Digital disruption has been coming not just for products, but also for services. This is because the internet is a digital disintermediator, giving consumers the power to shine a torch on the entire supply and value chain and question whether they could get a better price somewhere else, or whether a particular link in the chain is even necessary. We’ve seen intermediators such as travel agents and financial advisers cut out, as people move online to organize the service themselves or seek answers from their digital communities. Think of the move from human advisers to robo-advisers.
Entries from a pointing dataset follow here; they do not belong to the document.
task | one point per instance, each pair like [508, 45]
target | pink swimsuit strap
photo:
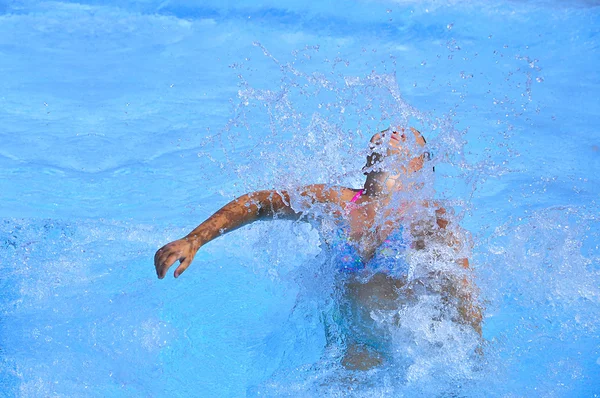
[357, 196]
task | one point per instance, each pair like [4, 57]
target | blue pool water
[126, 125]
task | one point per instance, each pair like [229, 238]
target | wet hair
[374, 157]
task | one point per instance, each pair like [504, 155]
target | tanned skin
[364, 230]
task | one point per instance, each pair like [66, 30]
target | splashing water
[89, 319]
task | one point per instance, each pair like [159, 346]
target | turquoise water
[126, 125]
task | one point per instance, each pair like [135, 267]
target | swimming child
[373, 234]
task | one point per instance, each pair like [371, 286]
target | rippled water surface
[126, 125]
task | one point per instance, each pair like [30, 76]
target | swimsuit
[388, 258]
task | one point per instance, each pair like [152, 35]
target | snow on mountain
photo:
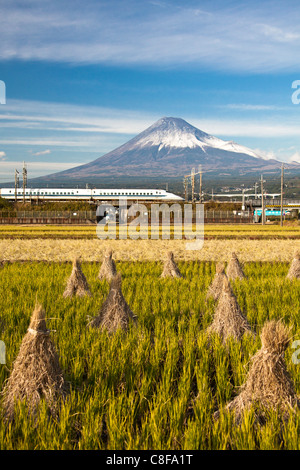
[175, 132]
[172, 147]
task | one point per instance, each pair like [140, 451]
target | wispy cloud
[240, 36]
[42, 152]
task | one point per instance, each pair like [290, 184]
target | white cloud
[295, 157]
[43, 152]
[222, 35]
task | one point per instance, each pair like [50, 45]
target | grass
[157, 386]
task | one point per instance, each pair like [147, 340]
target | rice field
[158, 385]
[212, 231]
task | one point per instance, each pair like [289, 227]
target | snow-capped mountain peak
[177, 133]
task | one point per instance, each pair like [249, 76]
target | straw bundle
[170, 267]
[228, 318]
[268, 384]
[36, 372]
[294, 271]
[115, 312]
[234, 269]
[215, 289]
[77, 283]
[108, 268]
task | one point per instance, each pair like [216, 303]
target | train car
[73, 194]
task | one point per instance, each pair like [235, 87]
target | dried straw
[234, 269]
[36, 372]
[215, 289]
[115, 313]
[294, 271]
[229, 320]
[170, 267]
[108, 268]
[268, 385]
[77, 283]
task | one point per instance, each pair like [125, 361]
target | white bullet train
[67, 194]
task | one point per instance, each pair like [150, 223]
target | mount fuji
[171, 147]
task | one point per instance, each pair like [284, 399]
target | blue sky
[84, 77]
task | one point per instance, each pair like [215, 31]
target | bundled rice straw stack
[77, 283]
[228, 318]
[234, 269]
[36, 372]
[170, 267]
[216, 286]
[108, 268]
[268, 384]
[115, 313]
[294, 271]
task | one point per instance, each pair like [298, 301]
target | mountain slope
[171, 147]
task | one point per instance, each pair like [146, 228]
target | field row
[234, 232]
[132, 250]
[157, 386]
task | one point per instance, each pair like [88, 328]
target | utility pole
[193, 184]
[200, 184]
[16, 183]
[281, 196]
[185, 188]
[262, 201]
[24, 174]
[255, 190]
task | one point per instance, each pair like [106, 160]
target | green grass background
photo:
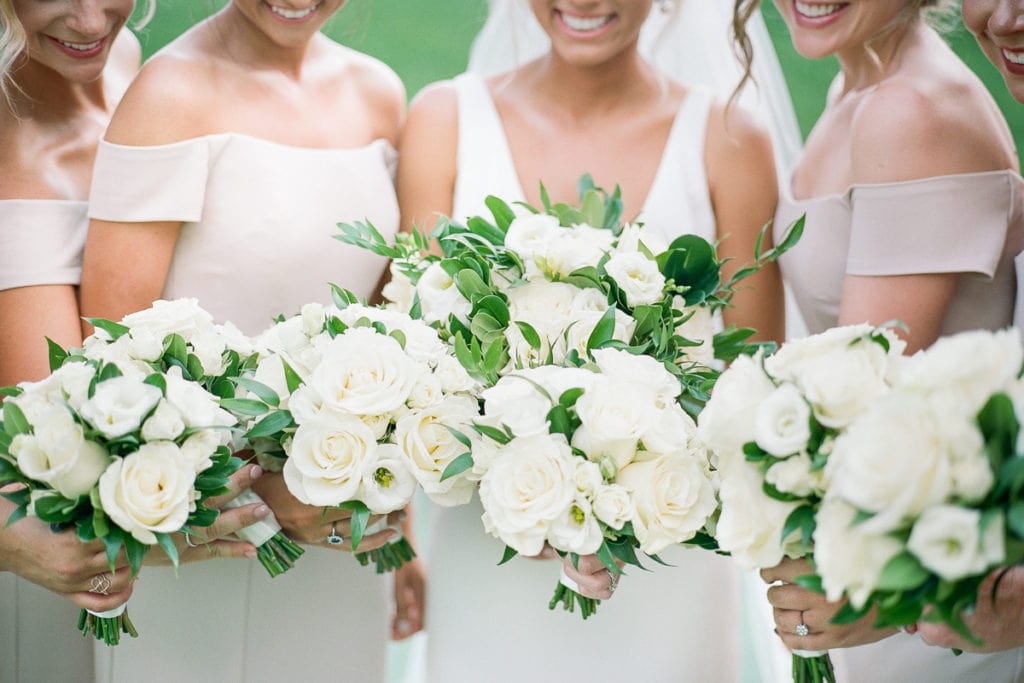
[428, 40]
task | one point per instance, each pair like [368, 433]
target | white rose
[364, 373]
[577, 530]
[165, 424]
[672, 500]
[328, 458]
[727, 421]
[750, 527]
[424, 438]
[948, 540]
[781, 422]
[526, 488]
[148, 492]
[895, 461]
[848, 557]
[388, 483]
[637, 276]
[612, 505]
[58, 455]
[119, 404]
[439, 297]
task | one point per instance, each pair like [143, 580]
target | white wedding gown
[491, 623]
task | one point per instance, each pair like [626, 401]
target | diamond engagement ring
[100, 585]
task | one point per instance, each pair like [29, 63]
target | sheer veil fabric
[690, 42]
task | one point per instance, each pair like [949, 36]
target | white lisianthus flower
[751, 523]
[165, 424]
[727, 421]
[697, 326]
[439, 297]
[613, 505]
[364, 373]
[388, 483]
[430, 446]
[848, 557]
[672, 500]
[526, 488]
[781, 422]
[148, 492]
[577, 530]
[948, 540]
[58, 455]
[637, 276]
[119, 404]
[897, 459]
[328, 458]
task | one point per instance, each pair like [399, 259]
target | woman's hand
[61, 563]
[592, 578]
[794, 606]
[410, 599]
[211, 542]
[312, 524]
[998, 625]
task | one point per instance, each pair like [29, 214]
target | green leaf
[458, 466]
[902, 572]
[115, 330]
[265, 393]
[271, 424]
[509, 554]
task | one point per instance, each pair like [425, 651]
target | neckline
[377, 141]
[674, 132]
[788, 194]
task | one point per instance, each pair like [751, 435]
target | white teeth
[585, 23]
[293, 13]
[814, 11]
[82, 47]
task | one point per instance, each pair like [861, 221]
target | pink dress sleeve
[955, 223]
[150, 183]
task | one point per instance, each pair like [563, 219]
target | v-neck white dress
[491, 623]
[256, 241]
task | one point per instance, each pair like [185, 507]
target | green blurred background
[428, 40]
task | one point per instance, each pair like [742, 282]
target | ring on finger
[100, 585]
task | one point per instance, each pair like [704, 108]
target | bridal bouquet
[927, 486]
[119, 453]
[353, 403]
[774, 425]
[598, 459]
[180, 334]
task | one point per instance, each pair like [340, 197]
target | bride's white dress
[256, 242]
[491, 623]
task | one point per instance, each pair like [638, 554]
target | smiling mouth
[585, 24]
[816, 11]
[293, 14]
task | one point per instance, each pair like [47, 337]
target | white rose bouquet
[180, 334]
[927, 486]
[599, 459]
[354, 404]
[774, 425]
[118, 454]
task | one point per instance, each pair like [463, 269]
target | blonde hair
[936, 12]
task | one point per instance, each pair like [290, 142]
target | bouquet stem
[812, 668]
[388, 557]
[107, 626]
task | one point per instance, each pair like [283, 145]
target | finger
[238, 482]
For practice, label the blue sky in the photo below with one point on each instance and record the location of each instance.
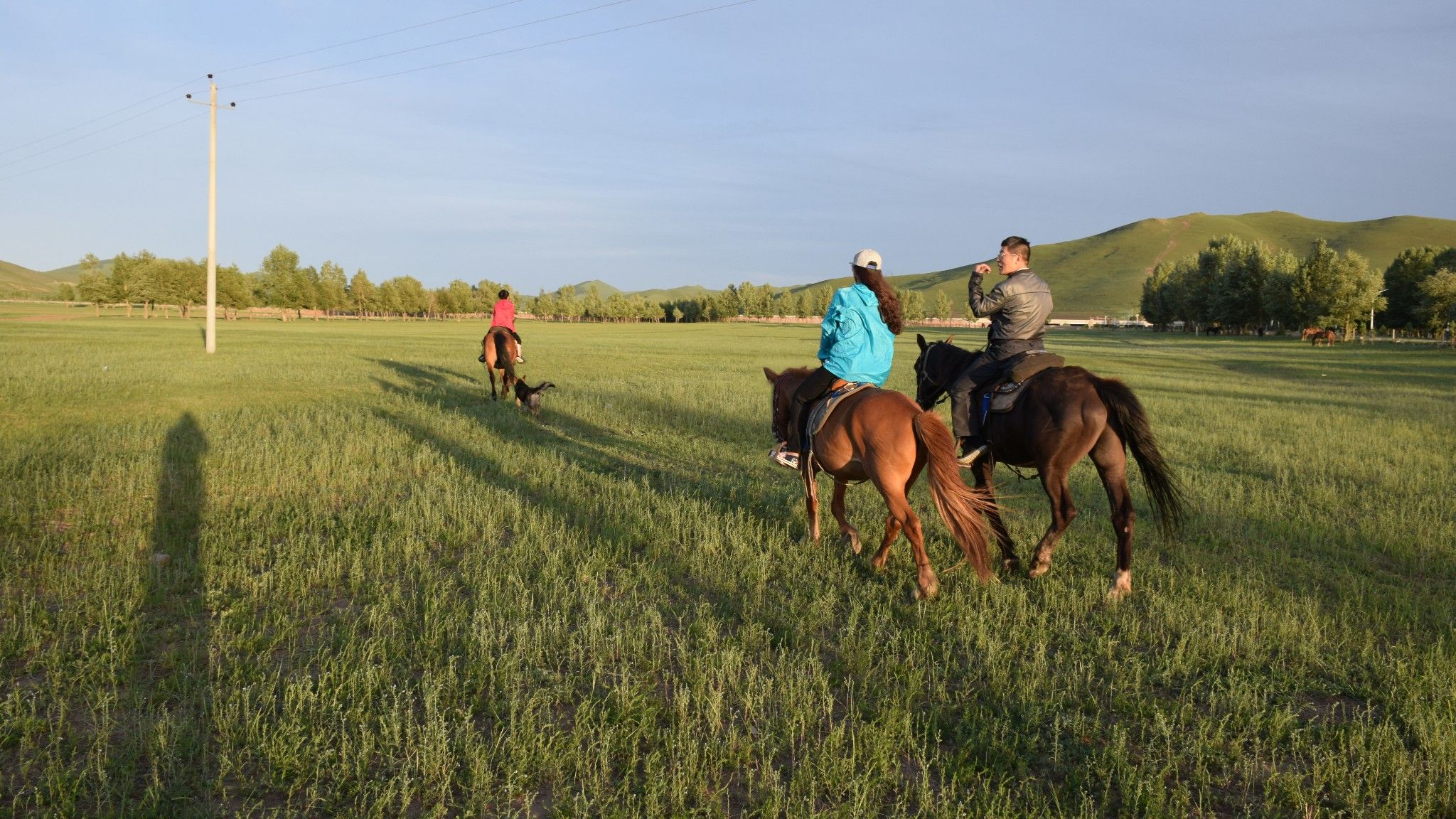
(765, 141)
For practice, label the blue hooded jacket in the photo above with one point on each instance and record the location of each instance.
(855, 343)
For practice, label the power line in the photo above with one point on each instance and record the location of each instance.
(102, 117)
(86, 136)
(503, 53)
(429, 46)
(105, 148)
(370, 37)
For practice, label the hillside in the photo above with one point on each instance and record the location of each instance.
(1104, 274)
(22, 280)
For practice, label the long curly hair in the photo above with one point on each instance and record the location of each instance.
(889, 302)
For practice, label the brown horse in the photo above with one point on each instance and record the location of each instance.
(498, 353)
(1064, 416)
(880, 436)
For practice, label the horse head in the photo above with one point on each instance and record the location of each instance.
(783, 387)
(931, 376)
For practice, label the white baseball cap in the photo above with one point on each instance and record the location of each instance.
(869, 259)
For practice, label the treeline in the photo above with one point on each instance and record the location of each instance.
(280, 282)
(1239, 284)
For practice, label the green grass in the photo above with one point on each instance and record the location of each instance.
(389, 596)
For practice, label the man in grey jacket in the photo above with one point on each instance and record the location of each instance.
(1018, 308)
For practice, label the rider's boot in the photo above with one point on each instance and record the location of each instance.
(972, 449)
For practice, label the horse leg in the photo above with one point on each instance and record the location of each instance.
(811, 500)
(983, 481)
(903, 518)
(1054, 481)
(847, 534)
(1111, 465)
(892, 532)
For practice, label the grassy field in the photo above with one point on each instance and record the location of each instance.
(387, 596)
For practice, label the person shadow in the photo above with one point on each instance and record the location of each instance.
(168, 688)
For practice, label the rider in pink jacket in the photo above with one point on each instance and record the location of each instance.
(504, 315)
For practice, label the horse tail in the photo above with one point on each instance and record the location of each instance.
(1130, 423)
(960, 506)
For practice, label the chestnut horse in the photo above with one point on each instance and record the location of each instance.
(1064, 416)
(500, 355)
(880, 436)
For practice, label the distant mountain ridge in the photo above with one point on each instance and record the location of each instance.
(1094, 276)
(1104, 274)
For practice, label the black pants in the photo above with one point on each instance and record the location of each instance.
(813, 388)
(989, 365)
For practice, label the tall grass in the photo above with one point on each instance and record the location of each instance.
(385, 595)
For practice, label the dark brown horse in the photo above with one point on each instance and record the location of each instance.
(1064, 416)
(880, 436)
(498, 353)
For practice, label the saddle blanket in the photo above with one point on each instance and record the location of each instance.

The internet has also democratized information, making it much more symmetrical. From knowing how the eggs at Hungry Jack’s are sourced to finding out where the wool in your Icebreaker sweater comes from and how the producers work with the company, consumers are more empowered to make sure production values and brand stories align with their values.

Why Businesses Fail

The pace of change and disruption is exponential. According to 2015 figures from French business consulting firm Cap Gemini, 52 percent of Fortune 500 businesses have gone bankrupt, been acquired or ceased to exist since 2000. These companies failed to do three things: accurately spot the oncoming trends; get a feel for the underlying currents of technological and customer behavior driving the disruption; and position themselves in a way that took advantage of the tidal shift.

How You Can Respond

How can you make sure your company is still around in 10 years? Use these five questions to start thinking about how your business can respond to disruption:

  • How is digitization and information symmetry affecting your industry right now? What trends are you ignoring, and what fundamental shifts are you doing nothing about?
  • What challenges and/or opportunities does digital disruption pose for you and your business? Write these down in two columns: one for the challenge and one for the opportunity.
  • What is the underlying meaning of this disruption? Think about key drivers — convenience, speed, empowered consumers or globalization. How can you tap into the underlying drivers?
  • What key uncertainties does this create for the future viability of your career or your business? Think about your top five uncertainties — commoditization, margin squeeze or sustainability.
  • What does this mean for your future positioning in the minds of tomorrow’s customers? Do you want to position your business as offering a premium service, or would you rather be fast, cheap, high-quality or green? For which key target  segment? Conservative investors, wealthy parents, sporty millennials? Research five keywords that appeal to your new or bread-and-butter buyer persona, and focus your digital marketing on them.

A Pre-mortem Is Always BetterThan a Post-mortem

Don’t wait until your business is dead before you try to work out the trends you missed or opportunities you didn’t pursue. Instead, spot those trends and opportunities now, and start taking advantage of them.

From the March-April 2019 edition of The NAFCU Journal magazine.